Show that (-3, 2), (-5, -5), (2, -3) and (4, 4) are the vertices of a rhombus.

The points A(-3, 2), B(-5, -5), C(2, -3) and D(4, 4) are the vertices of a quadrilateral. We need to show that this quadrilateral is a rhombus.

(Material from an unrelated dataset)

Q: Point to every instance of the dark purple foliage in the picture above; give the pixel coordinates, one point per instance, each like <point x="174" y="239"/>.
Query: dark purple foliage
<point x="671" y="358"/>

Distance between the given points = $\sqrt{(x$2 - x1)^2 + (y2 - y1)^2}

Distance between points A(-3, 2) and B(-5, -5):

$= \sqrt{((-5) - (-3))^2 + ((-5) - 2)^2}\\[1em] = \sqrt{(-2)^2 + (-7)^2}\\[1em] = \sqrt{4 + 49}\\[1em] = \sqrt{53}$

Distance between points B(-5, -5) and C(2, -3):

$= \sqrt{(2 - (-5))^2 + ((-3) - (-5))^2}\\[1em] = \sqrt{7^2 + 2^2}\\[1em] = \sqrt{49 + 4}\\[1em] = \sqrt{53}$

Distance between points C(2, -3) and D(4, 4):

$= \sqrt{(4 - 2)^2 + (4 - (-3))^2}\\[1em] = \sqrt{2^2 + 7^2}\\[1em] = \sqrt{4 + 49}\\[1em] = \sqrt{53}$

Distance between points D(4, 4) and A(-3, 2):

$= \sqrt{(4 - 2)^2 + (4 - (-3))^2}\\[1em] = \sqrt{2^2 + 7^2}\\[1em] = \sqrt{4 + 49}\\[1em] = \sqrt{53}$

AB = BC = CD = DA = $\sqrt{53}$

Since all sides are equal, the quadrilateral is a rhombus.

Hence, the points (-3, 2), (-5, -5), (2, -3) and (4, 4) are the vertices of a rhombus.